Super Bowl To Use "Virtualized Reality" Replay Technology

http://news.excite.com/news/ap/010124/18/fbn-super-bowl-replays

By ANDY LEFKOWITZ, Associated Press Writer

PITTSBURGH (AP) – Can’t tell if your team recovered a key fumble? Want to know if the wideout got both feet in before going out of bounds?

A new technology called virtualized reality will dramatically change the way instant replays are shown. And its debut comes on a worldwide stage: Sunday’s Super Bowl between the Baltimore Ravens and New York Giants.

CBS Sports will occasionally use the technology, which features 33 cameras that can rotate around a play on the field.

For example, if the Ravens’ Ray Lewis were to make a hard tackle, viewers would feel during replays as if they were moving around the players as the bodies collide.
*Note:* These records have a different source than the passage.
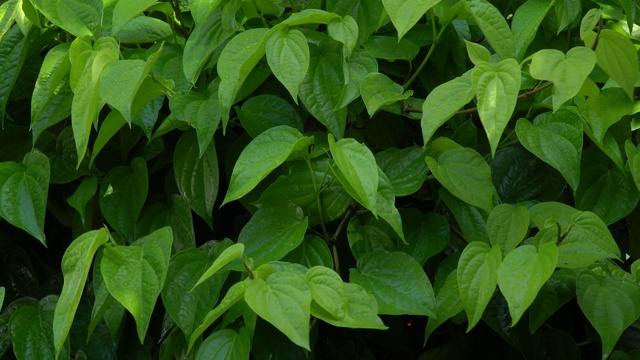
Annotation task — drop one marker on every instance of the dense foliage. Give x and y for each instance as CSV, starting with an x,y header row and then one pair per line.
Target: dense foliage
x,y
338,179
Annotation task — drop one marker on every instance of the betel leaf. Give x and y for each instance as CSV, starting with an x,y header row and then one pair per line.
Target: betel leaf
x,y
397,281
522,274
497,89
284,300
236,61
466,175
443,102
75,268
379,90
321,89
23,193
477,278
525,23
617,56
555,138
610,305
122,195
494,27
135,274
507,226
263,154
288,57
358,171
567,72
272,232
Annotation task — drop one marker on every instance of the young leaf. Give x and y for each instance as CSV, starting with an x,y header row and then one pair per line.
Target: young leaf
x,y
75,268
135,274
477,278
357,170
610,305
522,274
378,90
497,89
555,138
284,300
405,14
466,175
263,154
443,102
507,226
397,281
288,57
122,195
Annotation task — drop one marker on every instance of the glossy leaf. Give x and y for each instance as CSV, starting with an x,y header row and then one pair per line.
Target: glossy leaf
x,y
397,281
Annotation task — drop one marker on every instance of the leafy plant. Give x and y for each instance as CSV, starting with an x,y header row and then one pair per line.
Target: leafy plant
x,y
369,171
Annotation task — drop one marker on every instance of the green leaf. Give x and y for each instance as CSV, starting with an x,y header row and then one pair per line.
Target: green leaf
x,y
321,89
262,112
229,254
405,14
525,23
357,170
225,344
197,177
263,154
567,72
397,281
443,102
122,195
405,168
507,226
75,268
494,27
272,232
284,300
379,90
477,278
135,274
617,56
522,274
466,175
23,193
610,305
555,138
497,89
288,57
236,61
The technology for the camera movement was developed by the Robotics Institute at Carnegie Mellon. Institute director and Carnegie Mellon teacher Takeo Kanade, one of the principal creators of the technology, warns this is “still very much a prototype system.”
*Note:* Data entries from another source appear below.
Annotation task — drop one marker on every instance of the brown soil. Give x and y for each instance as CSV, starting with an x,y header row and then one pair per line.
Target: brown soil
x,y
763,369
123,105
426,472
Ken Aagaard, senior vice president of operations for CBS Sports, agrees.

“This is a very immature technology,” he said. “If we use it three or four times, we’ll be happy.”

He expects the technology to significantly improve for next year’s Super Bowl. He also expects the technology to be used for other events, including the NCAA basketball tournament and tennis’ U.S. Open.

A simpler version of virtualized reality was used in the movie “The Matrix” and commercials for The Gap clothing chain.

In the movie, multiple cameras fixed on a single point made Keanu Reeves appear to float and freeze during fight scenes. In the commercials, dancers appear to change directions while leaping.

But, in those examples, the cameras focused on a single point and seemed to move around the performers. In the Carnegie Mellon technology, the cameras will be able to turn at the same time to record, from all angles, as the players leap and run.

The cost for the hardware at this year’s Super Bowl, including 33 digital cameras, zoom lenses and pan/tilt heads, is about $600,000.

A pan/tilt head allows the camera to move in almost any direction. Kanade said finding the right mounting – not creating the technology – was his biggest challenge.

Kanade ended up going to Mitsubishi Heavy Industries, which supplied him with a modified robotic arm similar to ones used to build cars.

Bob Collins, a member of the institute, is a creator of the software that allows the cameras to record in sychronization. He is not a football fan but he will tape the big game on several VCRs at home.

He may be holding his breath as well.

“This is experimental until it’s done,” he said.